PRUDENTIAL SECURITIES, Gary Lash, Newport, R.I., 401. 3. FRIENDS OF
SHAKE-A-LEG I, Anson Stookey, Middletown, R.I., 295. 4. FLEET BANK, Bob
Morton, Little Compton, R.I., 277. 5. MBIA, Mick Harvey, Newport, R.I.,
251. 6. DONALDSON, LUFKIN & JENRETTE, Craig Callen, Jamestown, R.I., 235.
7. FRIENDS OF SHAKE-A-LEG II, Bill MacGowan, Middletown, R.I., 165. 8.
AMERICAN POWER CONVERSION, Halsey Herreshoff, Bristol, R.I., 150. 9.
BROOKESTREET HOLDINGS, Andy MacGowan, Middletown, R.I., 98.
Multihull aficionados will wet their pants when they see the new poster of
Steve Fossett's PlayStation setting the 24-hour world speed record on the
Morrelli and Melvin website: http://www.morrellimelvin.com/page94.html
(Reprinted with permission from DEFENCE 2000, which is available for US $48
per year from John@roake.gen.nz)
* The Spanish yacht has been launched at Valencia under the watchful eye of
Queen Sophe, who is the yacht's godmother. Half the crew for Spain's New
Zealand challenge were on their 1995 challenge in San Diego. This syndicate
will be bringing two yachts to Auckland, one is their 1995 boat which has
been remodelled. They have 95 per cent of their budget, and the boats are
to be shipped to New Zealand in August. Press releases declare that they
expect to do much better this time round then they did in their San Diego
effort, where they failed to get into the first four. Lack of time, and a
boat that was only finished one week before the first race, all added up to
mayhem for the syndicate at that time. Their spokesman Alfonso
Gomez-Jordana says, "This time we have more money, more time, more
experience and we believe we have a very strong challenge."

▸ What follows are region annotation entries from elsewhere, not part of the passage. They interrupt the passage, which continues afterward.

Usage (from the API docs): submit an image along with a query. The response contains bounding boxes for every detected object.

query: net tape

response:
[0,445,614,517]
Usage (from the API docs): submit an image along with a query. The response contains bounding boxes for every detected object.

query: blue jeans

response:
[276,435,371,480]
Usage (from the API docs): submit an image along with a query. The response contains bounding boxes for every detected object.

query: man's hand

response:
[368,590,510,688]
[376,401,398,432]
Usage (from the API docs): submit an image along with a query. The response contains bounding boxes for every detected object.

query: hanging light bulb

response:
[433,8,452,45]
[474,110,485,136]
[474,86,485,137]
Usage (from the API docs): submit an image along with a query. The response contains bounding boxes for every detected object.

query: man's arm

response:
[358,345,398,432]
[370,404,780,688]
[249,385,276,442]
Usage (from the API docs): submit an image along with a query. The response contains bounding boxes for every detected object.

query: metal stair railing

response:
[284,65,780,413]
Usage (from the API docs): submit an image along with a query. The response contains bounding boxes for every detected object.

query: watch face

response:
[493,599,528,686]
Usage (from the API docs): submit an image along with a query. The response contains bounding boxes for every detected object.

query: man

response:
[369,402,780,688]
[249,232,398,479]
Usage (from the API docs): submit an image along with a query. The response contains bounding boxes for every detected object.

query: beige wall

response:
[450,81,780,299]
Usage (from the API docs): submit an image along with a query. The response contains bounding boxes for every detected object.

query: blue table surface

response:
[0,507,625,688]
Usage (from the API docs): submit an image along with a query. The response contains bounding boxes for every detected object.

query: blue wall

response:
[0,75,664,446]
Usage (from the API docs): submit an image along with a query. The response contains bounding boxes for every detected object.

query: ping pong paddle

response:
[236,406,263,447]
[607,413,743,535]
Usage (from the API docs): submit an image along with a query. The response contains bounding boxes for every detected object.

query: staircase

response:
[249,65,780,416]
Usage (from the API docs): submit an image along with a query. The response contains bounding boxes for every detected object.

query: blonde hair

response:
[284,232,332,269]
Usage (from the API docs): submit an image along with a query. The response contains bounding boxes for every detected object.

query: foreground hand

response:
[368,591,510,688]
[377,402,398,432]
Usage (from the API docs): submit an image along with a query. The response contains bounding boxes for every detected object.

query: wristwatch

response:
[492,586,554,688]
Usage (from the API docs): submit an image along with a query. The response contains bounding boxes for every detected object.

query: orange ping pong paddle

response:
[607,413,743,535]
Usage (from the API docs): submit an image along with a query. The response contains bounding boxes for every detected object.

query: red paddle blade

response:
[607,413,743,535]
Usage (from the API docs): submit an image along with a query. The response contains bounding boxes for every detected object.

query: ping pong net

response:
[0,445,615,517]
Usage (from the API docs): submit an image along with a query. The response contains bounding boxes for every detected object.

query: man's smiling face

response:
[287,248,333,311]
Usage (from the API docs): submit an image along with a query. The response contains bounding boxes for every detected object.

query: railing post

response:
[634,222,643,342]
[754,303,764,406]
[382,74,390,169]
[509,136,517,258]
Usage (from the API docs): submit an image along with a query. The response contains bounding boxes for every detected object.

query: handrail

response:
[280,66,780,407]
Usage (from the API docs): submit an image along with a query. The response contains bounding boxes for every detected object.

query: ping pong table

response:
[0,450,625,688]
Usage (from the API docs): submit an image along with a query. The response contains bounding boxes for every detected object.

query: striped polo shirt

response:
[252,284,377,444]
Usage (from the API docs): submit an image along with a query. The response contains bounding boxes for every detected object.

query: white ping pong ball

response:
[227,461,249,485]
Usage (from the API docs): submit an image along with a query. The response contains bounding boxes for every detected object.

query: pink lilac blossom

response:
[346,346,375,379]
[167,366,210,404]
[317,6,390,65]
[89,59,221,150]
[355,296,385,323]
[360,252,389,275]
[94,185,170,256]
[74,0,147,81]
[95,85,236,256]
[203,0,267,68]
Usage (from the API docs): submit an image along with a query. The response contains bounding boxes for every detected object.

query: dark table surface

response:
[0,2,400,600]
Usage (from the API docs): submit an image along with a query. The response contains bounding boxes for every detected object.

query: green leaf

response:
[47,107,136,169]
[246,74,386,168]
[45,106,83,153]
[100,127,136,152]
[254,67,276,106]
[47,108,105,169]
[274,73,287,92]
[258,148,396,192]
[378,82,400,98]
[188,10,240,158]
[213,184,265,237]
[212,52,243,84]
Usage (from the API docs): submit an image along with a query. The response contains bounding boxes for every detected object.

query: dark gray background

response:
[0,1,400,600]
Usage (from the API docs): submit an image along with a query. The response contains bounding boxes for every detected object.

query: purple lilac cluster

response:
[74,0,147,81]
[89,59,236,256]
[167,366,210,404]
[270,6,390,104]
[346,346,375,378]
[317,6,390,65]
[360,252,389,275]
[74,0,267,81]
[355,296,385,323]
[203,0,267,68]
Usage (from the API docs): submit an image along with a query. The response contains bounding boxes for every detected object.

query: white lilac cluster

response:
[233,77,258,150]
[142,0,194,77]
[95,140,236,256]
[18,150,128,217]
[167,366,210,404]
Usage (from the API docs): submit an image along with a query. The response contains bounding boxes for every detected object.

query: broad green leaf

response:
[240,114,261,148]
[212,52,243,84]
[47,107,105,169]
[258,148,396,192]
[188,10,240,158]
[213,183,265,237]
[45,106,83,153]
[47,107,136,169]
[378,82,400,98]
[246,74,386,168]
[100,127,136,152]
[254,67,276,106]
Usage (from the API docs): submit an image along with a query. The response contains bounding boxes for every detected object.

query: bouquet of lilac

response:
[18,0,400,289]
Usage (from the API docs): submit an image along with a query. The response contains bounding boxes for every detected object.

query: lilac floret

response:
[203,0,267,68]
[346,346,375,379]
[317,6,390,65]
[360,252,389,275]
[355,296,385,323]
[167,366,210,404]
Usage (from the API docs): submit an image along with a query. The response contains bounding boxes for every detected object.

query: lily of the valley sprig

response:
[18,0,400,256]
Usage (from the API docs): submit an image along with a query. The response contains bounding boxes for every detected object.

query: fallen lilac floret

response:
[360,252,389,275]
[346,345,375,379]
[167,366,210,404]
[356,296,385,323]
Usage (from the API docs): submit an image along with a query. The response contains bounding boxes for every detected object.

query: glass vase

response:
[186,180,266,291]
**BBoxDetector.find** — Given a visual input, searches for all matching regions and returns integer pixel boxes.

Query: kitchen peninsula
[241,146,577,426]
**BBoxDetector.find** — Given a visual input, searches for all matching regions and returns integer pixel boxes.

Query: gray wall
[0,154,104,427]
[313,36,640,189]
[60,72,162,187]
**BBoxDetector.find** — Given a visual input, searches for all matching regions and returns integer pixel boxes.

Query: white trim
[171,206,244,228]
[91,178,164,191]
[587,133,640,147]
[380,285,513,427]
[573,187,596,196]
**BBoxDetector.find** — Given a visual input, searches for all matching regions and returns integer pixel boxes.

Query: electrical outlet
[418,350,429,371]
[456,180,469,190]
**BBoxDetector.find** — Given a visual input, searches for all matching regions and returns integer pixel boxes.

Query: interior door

* The Cup media organisation will provide journalists with live animated
graphics of the races on a 5m x 1.8m high video wall. They will watch the
computer-generated coverage of the races, and emails of the race
conditions, protests, results of other races, and information about
syndicates. Digital photos will be provided from each day's races and Fuji,
one of the major sponsors, will have a drop desk to collect reporters films
for developing. A chase boat will bring back films after the first mark
rounding, but if reporters want to watch the races live, they can go out on
one of the media boats which will leave from the below the media centre
each morning. After the races are over and the media boats have returned,
the skipper and crew from each boat will be brought to a 130-seat gallery
inside the media centre at 6 p.m. each day for a press conference. The
media centre will operate 18 hours a day, seven days a week and it will
churn out around 1800 pages of press releases a day. There will be 25 full
time multilingual staff employed.
Curmudgeon's comment: Scuttlebutt world headquarters will move to Auckland
in early October to insure that the 'Buttheads get fast, accurate and
insightful coverage of the America's Cup.
THE CURMUDGEON'S OBSERVATION
Indecision is the key to flexibility.